Sep 19, 2022 - News

Cobb school board approves rules to stop disruptions

Illustration: Lindsey Bailey/Axios

Cobb County's Board of Education will crack down on people who curse, shout and disrupt their meetings.

What’s happening: Senate Bill 588, which was passed by the General Assembly and signed into law by Gov. Brian Kemp, requires local boards of education to adopt rules outlining how people should behave during public meetings.

  • Local boards have until Oct. 1 to comply with state law.
  • Cobb’s board on Thursday approved the policy, with Charisse Davis casting the lone dissenting vote.

Why it matters: The district’s new policy prohibits use or display of abusive or offensive language; blocking a person’s entrance or exit; threats; and “jeers, shouting, disruptive noises or any other means an attendee may use to disrupt the meeting.”

  • It also calls for several ways to address the disruption, including removing the person causing it, pausing the board meeting until order is restored and moving board members to another location to hold the meeting. Audio and video of the meeting will be provided to the public.

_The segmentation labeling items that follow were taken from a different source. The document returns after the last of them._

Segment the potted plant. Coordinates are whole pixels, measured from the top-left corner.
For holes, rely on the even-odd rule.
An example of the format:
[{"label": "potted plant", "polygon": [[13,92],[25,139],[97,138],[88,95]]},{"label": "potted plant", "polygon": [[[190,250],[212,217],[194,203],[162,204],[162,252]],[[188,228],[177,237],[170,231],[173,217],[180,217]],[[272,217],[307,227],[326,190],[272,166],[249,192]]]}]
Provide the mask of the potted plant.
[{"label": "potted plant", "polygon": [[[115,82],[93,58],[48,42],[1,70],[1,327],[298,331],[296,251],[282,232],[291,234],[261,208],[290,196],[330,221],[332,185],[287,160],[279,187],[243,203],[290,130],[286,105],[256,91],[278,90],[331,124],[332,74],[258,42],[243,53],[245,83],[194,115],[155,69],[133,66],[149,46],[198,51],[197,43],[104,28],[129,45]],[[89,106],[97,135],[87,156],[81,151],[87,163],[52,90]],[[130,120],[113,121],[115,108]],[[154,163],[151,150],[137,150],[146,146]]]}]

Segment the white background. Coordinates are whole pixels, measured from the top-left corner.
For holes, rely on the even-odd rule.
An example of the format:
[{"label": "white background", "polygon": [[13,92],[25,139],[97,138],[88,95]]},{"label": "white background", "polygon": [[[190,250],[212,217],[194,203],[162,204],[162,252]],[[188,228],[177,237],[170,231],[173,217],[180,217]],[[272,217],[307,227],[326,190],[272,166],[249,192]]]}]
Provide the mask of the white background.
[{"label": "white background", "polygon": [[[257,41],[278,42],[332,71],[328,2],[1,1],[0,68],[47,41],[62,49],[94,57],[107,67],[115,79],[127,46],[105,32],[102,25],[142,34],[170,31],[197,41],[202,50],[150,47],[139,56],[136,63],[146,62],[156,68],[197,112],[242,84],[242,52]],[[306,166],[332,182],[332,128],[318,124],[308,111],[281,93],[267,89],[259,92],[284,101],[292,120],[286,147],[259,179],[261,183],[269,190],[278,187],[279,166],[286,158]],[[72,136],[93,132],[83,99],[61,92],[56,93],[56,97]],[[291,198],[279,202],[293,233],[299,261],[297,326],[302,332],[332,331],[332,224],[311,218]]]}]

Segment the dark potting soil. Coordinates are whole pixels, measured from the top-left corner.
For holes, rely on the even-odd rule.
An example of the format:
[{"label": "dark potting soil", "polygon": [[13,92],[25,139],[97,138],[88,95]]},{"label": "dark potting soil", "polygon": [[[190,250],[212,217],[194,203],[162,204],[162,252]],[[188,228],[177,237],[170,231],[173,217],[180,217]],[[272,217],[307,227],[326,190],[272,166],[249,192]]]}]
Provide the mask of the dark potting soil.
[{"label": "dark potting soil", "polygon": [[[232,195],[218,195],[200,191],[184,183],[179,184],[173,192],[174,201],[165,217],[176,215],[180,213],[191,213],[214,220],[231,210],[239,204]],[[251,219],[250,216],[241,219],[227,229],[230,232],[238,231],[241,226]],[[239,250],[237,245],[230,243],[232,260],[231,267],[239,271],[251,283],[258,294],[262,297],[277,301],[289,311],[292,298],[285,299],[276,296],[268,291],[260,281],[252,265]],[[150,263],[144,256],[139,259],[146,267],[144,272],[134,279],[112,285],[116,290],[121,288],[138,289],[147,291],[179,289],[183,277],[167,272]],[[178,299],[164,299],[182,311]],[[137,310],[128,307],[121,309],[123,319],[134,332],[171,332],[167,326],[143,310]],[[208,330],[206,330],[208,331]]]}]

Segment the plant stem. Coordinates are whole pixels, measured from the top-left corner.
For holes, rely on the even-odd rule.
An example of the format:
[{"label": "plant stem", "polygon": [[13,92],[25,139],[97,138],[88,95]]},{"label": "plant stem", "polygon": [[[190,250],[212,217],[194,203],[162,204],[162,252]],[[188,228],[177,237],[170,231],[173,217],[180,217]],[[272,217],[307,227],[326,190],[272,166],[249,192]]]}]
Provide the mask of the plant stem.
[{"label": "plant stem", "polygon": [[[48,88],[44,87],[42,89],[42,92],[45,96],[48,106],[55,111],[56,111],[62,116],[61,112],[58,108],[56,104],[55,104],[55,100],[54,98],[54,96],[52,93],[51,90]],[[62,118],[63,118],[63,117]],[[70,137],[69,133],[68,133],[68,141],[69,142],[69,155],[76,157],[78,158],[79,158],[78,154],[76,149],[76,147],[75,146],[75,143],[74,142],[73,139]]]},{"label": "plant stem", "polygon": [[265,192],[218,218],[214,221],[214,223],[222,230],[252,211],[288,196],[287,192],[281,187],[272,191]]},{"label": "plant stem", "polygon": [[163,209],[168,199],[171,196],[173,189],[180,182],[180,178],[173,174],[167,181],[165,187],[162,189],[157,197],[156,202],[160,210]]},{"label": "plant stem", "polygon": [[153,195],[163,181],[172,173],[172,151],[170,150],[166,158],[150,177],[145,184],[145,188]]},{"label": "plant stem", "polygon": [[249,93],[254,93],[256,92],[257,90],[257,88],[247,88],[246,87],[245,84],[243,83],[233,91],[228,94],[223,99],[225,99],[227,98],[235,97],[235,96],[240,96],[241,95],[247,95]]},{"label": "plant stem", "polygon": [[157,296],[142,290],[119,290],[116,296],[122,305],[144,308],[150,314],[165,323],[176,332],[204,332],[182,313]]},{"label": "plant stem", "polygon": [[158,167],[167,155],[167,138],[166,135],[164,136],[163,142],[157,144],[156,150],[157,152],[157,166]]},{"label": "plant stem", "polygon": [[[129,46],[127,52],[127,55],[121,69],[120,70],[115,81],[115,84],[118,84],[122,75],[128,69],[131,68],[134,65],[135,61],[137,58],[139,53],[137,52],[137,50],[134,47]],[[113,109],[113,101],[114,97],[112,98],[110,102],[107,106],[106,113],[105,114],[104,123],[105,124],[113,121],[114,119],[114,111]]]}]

What they’re saying: During the board’s work session Thursday, superintendent Chris Ragsdale said no one has the constitutional right to disrupt a meeting.

Yes, but: Board member Leroy “Tre” Hutchins said some of the language in the bill is “problematic” because he wants the public to feel like their voices are valued, even if he doesn’t agree with what they have to say.

  • “I would hate to ever be seen on TV escorting a citizen, a taxpaying citizen of Cobb County, out of this room for exercising their constitutional right, even if it's disruptive,” he said.

The other side: Cobb resident Jennifer Susko told board members during its regular meeting that instead of “getting flustered,” the board should be more responsive to the people they represent.

  • “The jeers, shouting and other disruptive noises only occur because y'all refuse to respond to your constituents in any normal way,” she said. “As many people have said tonight, most of us would rather not be here all the time disrupting.”

The intrigue: The vote came after two meetings where some members of the public shouted from the audience in response to what was happening.

  • In July, several people shouted "delay the vote” because board members didn't get any community input on the district’s plan to arm non-police employees in schools.
  • Last month, a few members of the public loudly expressed shock that a woman was allowed to recite a Christian prayer during public comment.

Context: School board meetings across the country in the last two years have been subjected to disruptions from the public over masking policies and critical race theory.

  • In Georgia, meetings in Gwinnett and Cherokee counties were shut down after members of the public disrupted proceedings.
  • In May, the uproar over books in school libraries deemed by some to be inappropriate for children led to spectators being removed from the Forsyth County school board meeting.